An Instrumented Data Center Infrastructure for Research on Cross-Layer Autonomics

Overview

This project's goal is to acquire and develop an instrumented datacenter testbed spanning the three sites of the NSF Center for Autonomic Computing (CAC) - the University of Florida (UF), the University of Arizona (UA) and Rutgers, the State University of New Jersey (RU). This proposed infrastructure reflects the natural heterogeneity, dynamism and distribution of real-world datacenters, and includes embedded instrumentation at all levels, including the platform, virtualization, middleware and application layers. Its scale and geographical distribution enables studies of both "scale-up" and "scale-out" challenges faced by datacenter applications, services, middleware and architectures. It will enable fundamental and far-reaching research focused on cross-layer autonomics for managing and optimizing large-scale datacenters. This research is motivated by the growing complexity and costs of operating and managing enterprise datacenters. The participant sites will contribute complementary expertise - UA at the resource level, UF at the virtualization layer and RU in the area of services and applications. The end-to-end approach to autonomic management was identified as critical by the industrial members of the CAC in order to bring coherence across ongoing separate research efforts and have a transformative impact on the modeling, formulation and solution of datacenter management problems which so far have mostly considered layers individually.

The infrastructure will uniquely enable the scientific understanding of cross layer management of datacenters in many contexts, such as:

  • At the resource level using information from the virtualization layer: the virtual layer provides information about virtual machine capacities required by the current workloads. The autonomic controller at the resource level uses this information to proactively detect and dynamically scale down/up resources in server platforms such that it is just right-sized to handle the expected workloads and while providing promised service levels. For example, power can be saved by transitioning over-provisioned resources to low-power states.

  • At the virtualization level, using information from the resource and services layers: the robustness of virtualization-level autonomic controllers with respect to resource-level parameters will be characterized and predictive models of service behavior will be developed to estimate demands on virtual machine performance and resources.

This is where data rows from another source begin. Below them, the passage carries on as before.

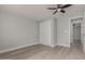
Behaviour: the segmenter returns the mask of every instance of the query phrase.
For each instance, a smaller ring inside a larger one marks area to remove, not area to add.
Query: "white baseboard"
[[[40,42],[41,43],[41,42]],[[52,47],[52,48],[54,48],[55,47],[55,44],[47,44],[47,43],[41,43],[41,44],[44,44],[44,46],[48,46],[48,47]]]
[[[62,47],[68,47],[68,48],[70,48],[70,44],[56,43],[56,46],[62,46]]]
[[[19,46],[19,47],[15,47],[15,48],[11,48],[11,49],[5,49],[5,50],[0,51],[0,53],[14,51],[14,50],[17,50],[17,49],[22,49],[22,48],[25,48],[25,47],[34,46],[34,44],[38,44],[38,43],[39,42],[34,42],[34,43],[30,43],[30,44]]]

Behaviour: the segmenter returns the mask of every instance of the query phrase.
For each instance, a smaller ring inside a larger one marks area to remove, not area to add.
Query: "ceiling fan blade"
[[[69,7],[71,7],[71,5],[72,5],[72,4],[66,4],[66,5],[61,7],[61,9],[69,8]]]
[[[56,14],[57,10],[53,13],[53,14]]]
[[[47,8],[48,10],[56,10],[56,8]]]
[[[61,12],[61,13],[66,13],[66,11],[65,11],[65,10],[60,10],[60,12]]]

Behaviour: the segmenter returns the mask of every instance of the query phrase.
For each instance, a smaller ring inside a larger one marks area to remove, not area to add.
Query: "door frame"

  • At the services and application level, using information from the virtualization layer: programming and runtime support will be developed to enable autonomic services capable of managing system and application dynamics and uncertainty in terms of scale, performance, energy consumption and costs. For example, mechanisms and policies will be developed to enable applications/services to react to adaptations at the platform and virtualization layers by, for example, adapting service behavior and/or re-negotiating SLAs

IT infrastructures such as Google, Amazon, eBay and E-Trade are powered by datacenters that contain tens to hundreds of thousands of computers and storage devices running complex software applications. Computer manufacturers, software developers and service providers spend significant time and resources ensuring that datacenters and applications are optimized for high performance and low operational cost. In particular, there is strong industry interest in devising autonomic management approaches to the problems of tuning performance and minimizing energy consumption in datacenters. This is reflected in the projects currently underway at the NSF I/UCR Center for Autonomic Computing (CAC) which include research efforts on the following topics:

  1. Autonomic power, thermal and performance management of large-scale datacenters: the objectives include techniques and mechanisms for datacenters capable of (1) adaptively learning and automatically identifying strategies to minimize power consumption and thermal envelope while maintaining the required Quality of Service (QoS) requirements for a wide range of workloads and applications; and (2) dynamically reconfiguring the computing, storage and network resources according to the selected optimization strategies and meeting the agreed upon SLA.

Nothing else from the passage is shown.